A new bill regarding defamation proposed by the government would not impede on the freedom of media and its work, the Attorney General’s Office has stated.
The statement comes after concerns were raised regarding the possible outcome that the bill on media freedom. The government is set to propose 28 bills to the parliament within the current session.
Attorney General Office Media Director Hussain Hassan speaking with Sun last night said that the bill would not be formed in a way to facilitate the closure of media or imposition of fines on media outlets. He stated frankly that the bill was not targeted for media outlets.
“The government’s intention is to keep defamation as a civil offense. The bill will also be formed in the manner. It will not be shaped to impede press freedom. The bill will include parts of the regulation (general regulation for compensation in defamation cases). Under the regulation, defamation remains a civil offense.” Said Hassan.

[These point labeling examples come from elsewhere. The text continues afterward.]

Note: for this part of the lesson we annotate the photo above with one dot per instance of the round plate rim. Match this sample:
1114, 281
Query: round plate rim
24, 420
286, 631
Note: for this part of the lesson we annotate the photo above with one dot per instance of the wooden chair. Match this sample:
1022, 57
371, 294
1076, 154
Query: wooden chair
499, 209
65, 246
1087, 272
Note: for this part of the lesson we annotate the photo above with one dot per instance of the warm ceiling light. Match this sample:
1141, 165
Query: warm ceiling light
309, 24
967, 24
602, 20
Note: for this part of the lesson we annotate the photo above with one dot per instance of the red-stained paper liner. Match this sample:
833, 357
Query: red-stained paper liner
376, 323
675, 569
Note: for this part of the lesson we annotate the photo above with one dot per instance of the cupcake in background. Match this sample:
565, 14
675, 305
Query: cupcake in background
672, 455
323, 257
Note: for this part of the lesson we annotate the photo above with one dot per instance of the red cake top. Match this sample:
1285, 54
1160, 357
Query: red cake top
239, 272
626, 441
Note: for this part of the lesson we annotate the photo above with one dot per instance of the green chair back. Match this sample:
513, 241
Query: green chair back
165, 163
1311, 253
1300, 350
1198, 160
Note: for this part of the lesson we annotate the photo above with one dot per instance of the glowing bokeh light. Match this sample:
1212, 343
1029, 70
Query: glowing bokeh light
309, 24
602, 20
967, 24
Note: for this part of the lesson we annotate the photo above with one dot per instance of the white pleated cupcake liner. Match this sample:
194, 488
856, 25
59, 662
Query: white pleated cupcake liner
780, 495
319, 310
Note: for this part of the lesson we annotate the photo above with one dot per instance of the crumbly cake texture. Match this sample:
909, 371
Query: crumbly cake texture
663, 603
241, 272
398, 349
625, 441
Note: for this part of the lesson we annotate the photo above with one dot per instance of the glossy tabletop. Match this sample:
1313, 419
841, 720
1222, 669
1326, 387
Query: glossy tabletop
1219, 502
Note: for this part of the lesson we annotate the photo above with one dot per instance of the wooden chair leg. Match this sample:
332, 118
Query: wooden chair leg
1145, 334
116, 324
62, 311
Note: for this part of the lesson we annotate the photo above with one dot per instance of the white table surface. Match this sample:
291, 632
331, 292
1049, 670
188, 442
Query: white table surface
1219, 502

The new bill would also not provide powers to a specific institution to obtain compensation in cases of defamation but would provide individual citizens to obtain compensation by taking the matter to court.
Anti-defamation laws during President Yameen’s administration was very much targeted towards media. Under the law, countless media outlets were imposed with fines. The law was later proposed to be repealed by the Parliament after the Presidential elections. Former MP for North Henveiru and current Foreign Minister Abdulla Shahid proposed to repeal the law.
Repealing the law was a pledge made by President Ibrahim Mohamed Solih, who did so after coming to power. Along with the new defamation bill, the government has also proposed the Maldives Media and Broadcasting Authority bill.